When it comes to winding down your career, the bright lights of life and relaxing with your feet up are practically blinding. However, for many, this isn’t necessarily a reality.
The workplace can offer many positive benefits to your wellbeing. The first of many being regular company from colleagues who you may have come to know well over the years. An absence of company is something many retirees find particularly difficult to cope with. What people often don’t realise is that retiring needn’t be thought of in absolutes.
If you ask anyone who’s retired, you’re most likely to hear about the time freed up to spend with family and friends. Something a lot of us spend most of our lives trying to find the time for.
However, it can be hard to gauge before retirement how much time out of your week can realistically be dedicated to this. Especially when other friends and family may still have many daily obligations. Finding your balance takes time, and luckily there’s an option to consider before simply hanging up work forever. And verbalising the difficulties we face in adjusting to life outside of the workplace can be incredibly hard.
With years of experience in the workplace – perhaps even in the role you’re currently in – you are an invaluable resource to your employer. A resource they likely aren’t going to want to let go of, and this presents a great opportunity for negotiating a contract that suits the stage of life you’re at.
Whether you’re ready to claim your pension – or already doing so – moving to a part-time contract could help you make more time for the people that matter to you. Enabling you to enjoy those twilight years with more financial security and freedom to spend your free time enjoying yourself. Not simply trying to catch up on chores.
Talking to your employer
Before making a final decision on retirement, your first step should be to discuss all the options with your line manager. Having an in-depth understanding of what adjustments are available to you will allow you to negotiate in good faith. Not every workplace is necessarily going to be able to facilitate a change to a part-time contract. But knowing what reduction in hours is possible is an important starting point.
An alternative to a reduction in contract is seeking employment elsewhere, potentially in a sector with hours and types of work that better suit the point of your life you’re reaching. The flexible nature of retail could mean holding onto the socialising that we all rely on for a sense of emotional wellbeing.
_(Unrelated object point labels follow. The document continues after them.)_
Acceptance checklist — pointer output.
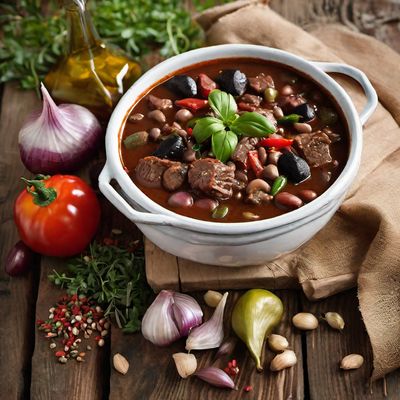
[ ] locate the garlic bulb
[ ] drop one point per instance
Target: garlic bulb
(212, 298)
(158, 325)
(305, 321)
(211, 333)
(277, 343)
(171, 316)
(352, 361)
(186, 364)
(334, 320)
(283, 360)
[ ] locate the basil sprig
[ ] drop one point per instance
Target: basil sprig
(227, 125)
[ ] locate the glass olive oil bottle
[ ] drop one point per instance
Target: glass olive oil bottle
(92, 74)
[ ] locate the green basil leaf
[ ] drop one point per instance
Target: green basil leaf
(205, 127)
(253, 124)
(289, 119)
(223, 144)
(223, 104)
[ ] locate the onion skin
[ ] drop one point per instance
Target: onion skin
(19, 259)
(60, 139)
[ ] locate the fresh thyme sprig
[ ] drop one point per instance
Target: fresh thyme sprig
(113, 277)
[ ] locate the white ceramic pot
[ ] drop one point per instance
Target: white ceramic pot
(244, 243)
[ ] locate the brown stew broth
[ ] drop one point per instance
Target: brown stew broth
(251, 67)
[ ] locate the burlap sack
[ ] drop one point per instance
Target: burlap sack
(361, 244)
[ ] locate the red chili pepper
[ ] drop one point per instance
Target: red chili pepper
(246, 107)
(206, 85)
(192, 104)
(255, 162)
(277, 143)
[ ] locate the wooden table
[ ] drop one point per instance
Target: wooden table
(29, 370)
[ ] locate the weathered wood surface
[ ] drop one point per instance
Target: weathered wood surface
(152, 374)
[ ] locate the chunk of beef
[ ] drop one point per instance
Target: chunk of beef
(212, 177)
(314, 148)
(239, 156)
(174, 177)
(149, 170)
(288, 103)
(333, 136)
(261, 82)
(155, 103)
(251, 99)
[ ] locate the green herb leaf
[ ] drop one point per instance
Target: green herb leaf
(206, 127)
(253, 124)
(290, 119)
(223, 144)
(223, 104)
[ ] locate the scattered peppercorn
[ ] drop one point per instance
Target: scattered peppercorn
(70, 318)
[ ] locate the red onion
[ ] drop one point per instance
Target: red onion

Another option might be part-time teaching and lecturing for those within highly skilled professional roles. Whether desk-based or manual labour, this is an opportunity to work in a role with less physical and time demands. Where your years of experience and expertise can be put to use in teaching the next generation of professionals. Passing on those skills.
Whether it’s a natural evolution of your skillset and training, or simply something you’ve always wanted to try, it is important to recognise the breadth of experience you have to offer.
Making the money work
For some, the biggest concern with retiring is whether the financials add up. Whether it’s dealing with lower pension contributions or a period out of work meaning you haven’t paid in what you’d have liked to, it can be a stressful position to find yourself in.
Aside from the obvious advice – speaking to your family or a financial advisor – part-time work may be a fantastic way to alleviate some of the financial burdens of retirement. For many, part-time work may allow a greater degree of financial stability than a pension alone. Although it may be worth calculating your tax deductions when deciding what route to take. There are lots of calculators available online that will help you to work out what you would take home at the end of the month.
Making the decision
When it comes to planning for your future, remaining realistic is crucial. Having a thorough understanding of your income and all of your outgoings cannot be avoided. So, if it’s something you normally prefer not to think about, it might be worth putting together a spreadsheet. You can then use this to work out whether the drop in income from retiring – or the combination of halving your contract and claiming your pension – is something that you’re comfortable living on.
However, the most important factor to consider is how you’ll feel about either decision. Choosing to leave work after a lifetime of comforting familiarity can be a daunting thing to consider. But so can missing out on all life has to offer in retirement. Striking a balance between the two might be the perfect solution.